Impact of Class Imbalance
To disambiguate the influence of label imbalance, the study trains MicrobiaNet on a downsampled, balanced dataset (equal representation for all classes). Validation F1 deteriorates by only 0.06, even as training F1 ranges more widely. The principal limitation—high confusion among three to six colony classes—persists, substantiating that class imbalance is not the primary determinant of poor discriminative performance in these cases.

Figure 9: Network output feature projections for the balanced training set: the underlying class entanglement for high-cardinality segments is largely invariant to balancing.
Mitigation by Class Concatenation
Collapsing the four most visually ambiguous classes into a single "More-colonies" category (reducing the task to four classes) increases validation F1 to 0.92. The transformation results in cleaner, more segregated feature clusters, evidencing that the original performance ceiling is imposed by intrinsic visual ambiguity, not by architecture or class frequency biases.

Figure 10: Collapsing visually ambiguous classes leads to significantly improved cluster separation in learned feature space.
Implications for Medical and Biological Imaging
The findings expose the limitations of discriminative CNN classifiers in domains with high intra-class similarity and low inter-class separability, such as bacterial colony analysis. The ineffectiveness of class balancing and advanced data augmentation highlights that fundamental representational ambiguity, not simply data distribution, can bottleneck model performance. This insight challenges common practice and informs the design of future systems for fine-grained count estimation in biological imaging.

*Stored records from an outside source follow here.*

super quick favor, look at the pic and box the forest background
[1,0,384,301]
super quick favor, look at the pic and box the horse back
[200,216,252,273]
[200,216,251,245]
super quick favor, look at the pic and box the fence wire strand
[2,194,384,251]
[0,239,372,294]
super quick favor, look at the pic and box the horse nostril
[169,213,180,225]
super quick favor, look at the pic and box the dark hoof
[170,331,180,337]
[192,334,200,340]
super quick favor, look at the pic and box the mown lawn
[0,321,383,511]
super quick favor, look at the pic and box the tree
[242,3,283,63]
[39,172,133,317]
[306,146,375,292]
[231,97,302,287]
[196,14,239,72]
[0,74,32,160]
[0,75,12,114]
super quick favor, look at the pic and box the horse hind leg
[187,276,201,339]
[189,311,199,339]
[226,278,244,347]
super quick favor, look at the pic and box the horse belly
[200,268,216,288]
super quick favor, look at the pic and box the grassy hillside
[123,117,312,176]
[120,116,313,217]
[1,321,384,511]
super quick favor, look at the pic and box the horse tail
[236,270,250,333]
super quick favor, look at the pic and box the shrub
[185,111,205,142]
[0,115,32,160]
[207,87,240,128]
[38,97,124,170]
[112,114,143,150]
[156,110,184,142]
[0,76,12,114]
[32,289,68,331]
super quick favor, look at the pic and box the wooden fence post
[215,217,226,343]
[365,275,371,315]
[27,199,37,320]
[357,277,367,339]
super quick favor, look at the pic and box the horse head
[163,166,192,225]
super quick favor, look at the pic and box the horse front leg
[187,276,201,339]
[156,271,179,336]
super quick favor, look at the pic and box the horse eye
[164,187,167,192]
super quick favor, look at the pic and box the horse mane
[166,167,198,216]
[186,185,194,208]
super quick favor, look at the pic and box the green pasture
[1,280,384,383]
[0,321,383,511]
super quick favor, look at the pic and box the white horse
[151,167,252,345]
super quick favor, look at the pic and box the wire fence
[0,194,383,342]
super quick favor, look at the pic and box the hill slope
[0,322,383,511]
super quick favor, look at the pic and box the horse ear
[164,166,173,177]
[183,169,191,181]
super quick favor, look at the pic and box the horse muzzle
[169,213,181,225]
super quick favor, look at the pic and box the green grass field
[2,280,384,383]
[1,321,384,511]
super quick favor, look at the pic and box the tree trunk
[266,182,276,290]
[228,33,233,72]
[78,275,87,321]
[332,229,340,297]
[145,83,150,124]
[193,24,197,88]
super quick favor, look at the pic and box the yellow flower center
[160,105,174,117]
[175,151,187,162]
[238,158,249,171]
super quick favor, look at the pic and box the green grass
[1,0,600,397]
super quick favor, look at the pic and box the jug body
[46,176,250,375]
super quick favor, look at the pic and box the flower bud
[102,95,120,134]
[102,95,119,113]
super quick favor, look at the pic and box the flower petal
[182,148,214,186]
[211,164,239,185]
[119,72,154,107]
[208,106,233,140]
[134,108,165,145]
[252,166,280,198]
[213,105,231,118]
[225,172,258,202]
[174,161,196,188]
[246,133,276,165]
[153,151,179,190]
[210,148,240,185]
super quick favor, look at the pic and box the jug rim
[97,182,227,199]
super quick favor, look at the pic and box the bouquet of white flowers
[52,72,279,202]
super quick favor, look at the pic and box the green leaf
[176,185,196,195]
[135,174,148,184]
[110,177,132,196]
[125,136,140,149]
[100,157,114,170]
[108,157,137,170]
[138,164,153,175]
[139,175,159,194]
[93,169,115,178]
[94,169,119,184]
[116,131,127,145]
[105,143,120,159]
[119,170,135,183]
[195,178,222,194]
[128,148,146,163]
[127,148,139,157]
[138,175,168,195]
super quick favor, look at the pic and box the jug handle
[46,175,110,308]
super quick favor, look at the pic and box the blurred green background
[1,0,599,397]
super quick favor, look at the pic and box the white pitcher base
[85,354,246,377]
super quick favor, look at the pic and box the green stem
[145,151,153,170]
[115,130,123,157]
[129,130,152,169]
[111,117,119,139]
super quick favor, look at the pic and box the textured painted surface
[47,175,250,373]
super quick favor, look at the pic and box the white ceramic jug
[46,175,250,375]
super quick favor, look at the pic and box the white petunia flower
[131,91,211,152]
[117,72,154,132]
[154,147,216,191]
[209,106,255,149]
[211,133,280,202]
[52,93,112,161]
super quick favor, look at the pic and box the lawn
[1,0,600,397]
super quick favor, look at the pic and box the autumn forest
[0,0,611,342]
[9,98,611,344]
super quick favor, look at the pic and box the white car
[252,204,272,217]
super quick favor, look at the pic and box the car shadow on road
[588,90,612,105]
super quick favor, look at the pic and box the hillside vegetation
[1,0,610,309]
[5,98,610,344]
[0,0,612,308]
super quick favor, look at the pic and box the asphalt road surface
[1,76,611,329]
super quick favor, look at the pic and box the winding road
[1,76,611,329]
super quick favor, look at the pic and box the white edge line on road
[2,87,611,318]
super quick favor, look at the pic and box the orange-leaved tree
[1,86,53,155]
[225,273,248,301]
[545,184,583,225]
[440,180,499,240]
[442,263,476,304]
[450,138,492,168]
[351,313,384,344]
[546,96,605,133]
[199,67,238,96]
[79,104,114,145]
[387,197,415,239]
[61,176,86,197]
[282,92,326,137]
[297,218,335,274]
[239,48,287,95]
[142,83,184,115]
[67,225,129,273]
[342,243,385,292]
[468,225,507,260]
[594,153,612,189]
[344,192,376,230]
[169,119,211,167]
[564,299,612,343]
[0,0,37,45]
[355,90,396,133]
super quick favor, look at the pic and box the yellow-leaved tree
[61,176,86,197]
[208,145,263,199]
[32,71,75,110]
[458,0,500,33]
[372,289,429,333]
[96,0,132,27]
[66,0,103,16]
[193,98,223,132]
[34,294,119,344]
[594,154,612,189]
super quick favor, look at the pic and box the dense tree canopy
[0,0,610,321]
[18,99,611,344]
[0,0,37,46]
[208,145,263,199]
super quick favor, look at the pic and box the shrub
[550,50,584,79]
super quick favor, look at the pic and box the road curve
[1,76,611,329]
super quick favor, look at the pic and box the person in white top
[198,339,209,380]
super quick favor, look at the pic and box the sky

From a practical perspective, future work must consider non-discriminative approaches—for example, density map regression methods, which bypass hard discrete labeling in favor of continuous density estimation, may better exploit subtle spatial statistics. Moreover, the demonstrated utility of XAI techniques for model diagnosis (not merely as post hoc rationalization) generalizes to a broad range of medical image analysis contexts where visually ambiguous, imbalanced datasets predominate.
Conclusion
This study provides a rigorous post hoc XAI-driven analysis of cardinality classification for bacterial colony counting with MicrobiaNet (2604.20026). The key finding is that high visual similarity between adjacent cardinality classes constitutes the primary performance-limiting factor; class imbalance is secondary. This conclusion, substantiated by feature-space analyses and class merging experiments, holds significant theoretical and applied consequences for the design and evaluation of CNN-based models in biomedically relevant vision tasks characterized by subtle inter-class differences. Future advances will likely require models explicitly designed to model and exploit nuanced statistical differences, possibly density-based or feature disentanglement approaches.